1
votes

I have a problem with antlr4 grammar in java.

I would like to have a lexer value, that is able to parse all of the following inputs:

  • Only letters
  • Letters and numbers
  • Only numbers

My code looks like this:

parser rule:

new_string: NEW_STRING+;

lexer rule:

NEW_DIGIT: [0-9]+;
STRING_CHAR : ~[;\r\n"'];
NEW_STRING: (NEW_DIGIT+ | STRING_CHAR+ | STRING_CHAR+ NEW_DIGIT+);

I know there must be an obvious solution, but I have been trying to find one, and I can't seem to figure out a way.

Thank you in advance!

1

1 Answers

1
votes

Since the first two lexer rules are not fragments, they can (and will) be matched if the input contains just digits, or ~[;\r\n"'] (since if equally long sequence of input can be matched, first lexer rule wins).

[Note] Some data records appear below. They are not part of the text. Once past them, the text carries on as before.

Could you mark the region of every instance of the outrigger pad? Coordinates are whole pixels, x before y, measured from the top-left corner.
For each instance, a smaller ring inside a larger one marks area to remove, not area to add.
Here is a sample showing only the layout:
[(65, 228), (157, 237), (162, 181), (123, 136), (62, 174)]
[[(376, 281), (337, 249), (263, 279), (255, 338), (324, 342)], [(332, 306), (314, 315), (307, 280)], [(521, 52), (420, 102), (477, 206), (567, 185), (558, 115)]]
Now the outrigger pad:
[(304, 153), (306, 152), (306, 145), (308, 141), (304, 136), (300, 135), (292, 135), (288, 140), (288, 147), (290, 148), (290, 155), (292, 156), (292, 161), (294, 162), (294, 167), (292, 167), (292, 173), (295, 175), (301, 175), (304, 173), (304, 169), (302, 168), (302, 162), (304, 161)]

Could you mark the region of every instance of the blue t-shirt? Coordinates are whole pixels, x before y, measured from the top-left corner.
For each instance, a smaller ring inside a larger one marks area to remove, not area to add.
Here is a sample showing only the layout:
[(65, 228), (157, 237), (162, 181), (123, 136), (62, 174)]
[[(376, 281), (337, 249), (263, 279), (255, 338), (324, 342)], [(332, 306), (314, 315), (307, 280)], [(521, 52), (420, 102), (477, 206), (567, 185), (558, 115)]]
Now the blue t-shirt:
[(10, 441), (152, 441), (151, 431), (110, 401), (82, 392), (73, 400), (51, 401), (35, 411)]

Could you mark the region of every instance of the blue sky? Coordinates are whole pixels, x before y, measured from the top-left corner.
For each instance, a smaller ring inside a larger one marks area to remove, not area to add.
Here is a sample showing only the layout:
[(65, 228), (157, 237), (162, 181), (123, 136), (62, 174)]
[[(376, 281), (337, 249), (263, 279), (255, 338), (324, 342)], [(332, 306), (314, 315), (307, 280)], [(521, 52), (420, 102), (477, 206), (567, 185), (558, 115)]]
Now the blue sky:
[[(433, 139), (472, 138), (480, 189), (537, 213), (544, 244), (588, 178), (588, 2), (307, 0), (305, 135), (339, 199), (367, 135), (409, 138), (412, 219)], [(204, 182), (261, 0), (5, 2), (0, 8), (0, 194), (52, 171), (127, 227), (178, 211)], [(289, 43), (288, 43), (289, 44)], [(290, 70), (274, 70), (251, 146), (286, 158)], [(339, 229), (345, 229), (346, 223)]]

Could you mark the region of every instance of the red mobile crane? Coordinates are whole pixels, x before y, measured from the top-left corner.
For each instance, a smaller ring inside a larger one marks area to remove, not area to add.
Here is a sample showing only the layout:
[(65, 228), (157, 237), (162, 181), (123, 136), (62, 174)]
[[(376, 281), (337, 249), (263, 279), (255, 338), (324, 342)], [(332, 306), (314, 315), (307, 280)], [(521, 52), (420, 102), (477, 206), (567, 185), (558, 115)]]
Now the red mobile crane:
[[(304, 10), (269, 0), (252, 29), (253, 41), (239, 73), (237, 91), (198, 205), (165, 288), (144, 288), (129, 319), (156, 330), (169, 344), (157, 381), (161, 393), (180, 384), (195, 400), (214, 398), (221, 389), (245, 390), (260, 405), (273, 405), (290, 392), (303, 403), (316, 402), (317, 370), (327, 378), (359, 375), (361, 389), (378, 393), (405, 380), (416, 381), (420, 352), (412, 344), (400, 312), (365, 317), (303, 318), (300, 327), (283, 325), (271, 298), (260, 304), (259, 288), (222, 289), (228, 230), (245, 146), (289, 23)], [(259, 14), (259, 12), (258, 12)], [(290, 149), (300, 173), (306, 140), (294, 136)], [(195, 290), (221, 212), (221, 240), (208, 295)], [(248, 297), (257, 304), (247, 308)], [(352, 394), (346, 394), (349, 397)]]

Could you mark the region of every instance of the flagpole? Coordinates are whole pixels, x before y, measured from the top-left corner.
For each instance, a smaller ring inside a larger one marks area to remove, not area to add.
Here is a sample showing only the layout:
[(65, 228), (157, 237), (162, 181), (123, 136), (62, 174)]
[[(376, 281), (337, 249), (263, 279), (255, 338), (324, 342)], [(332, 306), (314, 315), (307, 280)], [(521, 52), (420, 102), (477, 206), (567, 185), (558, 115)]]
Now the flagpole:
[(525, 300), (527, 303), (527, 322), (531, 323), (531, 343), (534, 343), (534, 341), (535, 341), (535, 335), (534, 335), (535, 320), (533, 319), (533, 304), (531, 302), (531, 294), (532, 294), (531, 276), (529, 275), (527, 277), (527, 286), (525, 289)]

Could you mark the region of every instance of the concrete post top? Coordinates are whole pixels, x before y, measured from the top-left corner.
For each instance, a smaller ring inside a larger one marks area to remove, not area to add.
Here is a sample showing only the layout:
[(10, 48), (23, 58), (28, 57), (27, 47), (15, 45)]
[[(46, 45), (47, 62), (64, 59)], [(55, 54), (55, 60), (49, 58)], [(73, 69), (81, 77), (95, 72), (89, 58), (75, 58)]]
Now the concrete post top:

In fact, STRING_CHAR can match anything that NEW_STRING can, so the latter will never be used.

You need to:

  • make sure STRING_CHAR does not match digits
  • make NEW_DIGIT and STRING_CHAR fragments
  • check the asterisks - almost everything is allowed to repeat in your lexer, it doesn't make sense at first look ( but you need to adjust that according to your requirements that we do not know)

Like this:

fragment NEW_DIGIT: [0-9];
fragment STRING_CHAR : ~[;\r\n"'0-9];
NEW_STRING: (NEW_DIGIT+ | STRING_CHAR+ (NEW_DIGIT+)?);